Armed with clipboards, we’re completing a town trail; reading or sketching road signs, looking at buildings, bridges and the local park, and counting and naming the narrowboats in the canal basin; Geisha, Kittle and Patendale.
Nellie the narrowboat (left) is no longer moored by the lock gates to the Calder (which are now never used) and the barge that is there now fills the width of the lock. I drew Nellie for my last Sushi Sketchbook (before I went on to larger formats) Four Corners of Horbury.
Back at the school, I go through what we’ve seen and draw this map as we discuss each place we visited on the trail.
It seems strange that blackboard and chalk have disappeared from classrooms. The squeak of chalk, the way words & diagrams disappeared into dust when the teacher rubbed away the day’s lesson and the occasional risk of a blackboard rubber flying through the air towards some pupil who wasn't paying attention are now history themselves.

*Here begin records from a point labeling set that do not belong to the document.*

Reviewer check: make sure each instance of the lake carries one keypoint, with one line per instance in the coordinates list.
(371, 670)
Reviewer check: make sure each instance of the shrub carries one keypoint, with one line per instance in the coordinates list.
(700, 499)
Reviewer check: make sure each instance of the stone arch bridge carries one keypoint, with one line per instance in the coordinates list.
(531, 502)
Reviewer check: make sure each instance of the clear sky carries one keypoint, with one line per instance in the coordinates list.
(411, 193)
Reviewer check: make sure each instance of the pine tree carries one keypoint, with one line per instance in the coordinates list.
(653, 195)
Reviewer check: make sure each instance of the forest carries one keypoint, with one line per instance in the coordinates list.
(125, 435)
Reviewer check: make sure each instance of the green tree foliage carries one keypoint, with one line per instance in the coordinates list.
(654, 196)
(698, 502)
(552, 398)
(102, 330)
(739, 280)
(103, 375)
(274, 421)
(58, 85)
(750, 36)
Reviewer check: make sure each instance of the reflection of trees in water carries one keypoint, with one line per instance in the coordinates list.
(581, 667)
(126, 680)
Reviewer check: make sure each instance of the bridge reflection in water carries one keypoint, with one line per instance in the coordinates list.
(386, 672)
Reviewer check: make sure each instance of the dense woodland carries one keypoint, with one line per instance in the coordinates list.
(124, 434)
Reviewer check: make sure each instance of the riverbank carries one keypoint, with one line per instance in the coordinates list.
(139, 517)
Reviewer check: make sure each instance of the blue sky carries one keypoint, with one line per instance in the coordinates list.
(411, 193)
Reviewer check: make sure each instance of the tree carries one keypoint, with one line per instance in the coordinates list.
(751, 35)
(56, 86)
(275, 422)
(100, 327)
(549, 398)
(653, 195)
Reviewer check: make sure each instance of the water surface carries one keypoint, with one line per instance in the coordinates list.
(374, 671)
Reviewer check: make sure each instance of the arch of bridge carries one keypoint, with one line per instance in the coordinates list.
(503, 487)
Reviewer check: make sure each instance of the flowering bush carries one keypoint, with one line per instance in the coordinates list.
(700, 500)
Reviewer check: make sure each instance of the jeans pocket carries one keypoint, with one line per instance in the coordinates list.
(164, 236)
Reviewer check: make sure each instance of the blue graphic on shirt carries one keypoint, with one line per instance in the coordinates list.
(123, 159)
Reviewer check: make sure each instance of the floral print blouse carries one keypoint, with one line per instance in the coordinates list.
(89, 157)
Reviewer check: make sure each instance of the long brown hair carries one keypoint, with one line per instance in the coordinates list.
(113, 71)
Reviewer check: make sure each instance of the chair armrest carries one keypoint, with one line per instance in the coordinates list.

I find it tricky to draw on the computer-controlled white-board, especially since I’m so tall that I keep standing between the projector and the image I’m drawing. I have a habit of picking up a handful of ‘marker pens’ from the pressure sensitive rack below the board, confusing the computer as to which colour I’m using.
Pick up one marker pen and you can then draw with your finger. Run out of space
and you can scroll down the page and draw more but you could do that in the
of chalk; I remember our geography teacher having a canvas roller blackboard
that gave him three separate areas to draw in, one of which was gridded
into squares. That was a state of the art blackboard in 1963.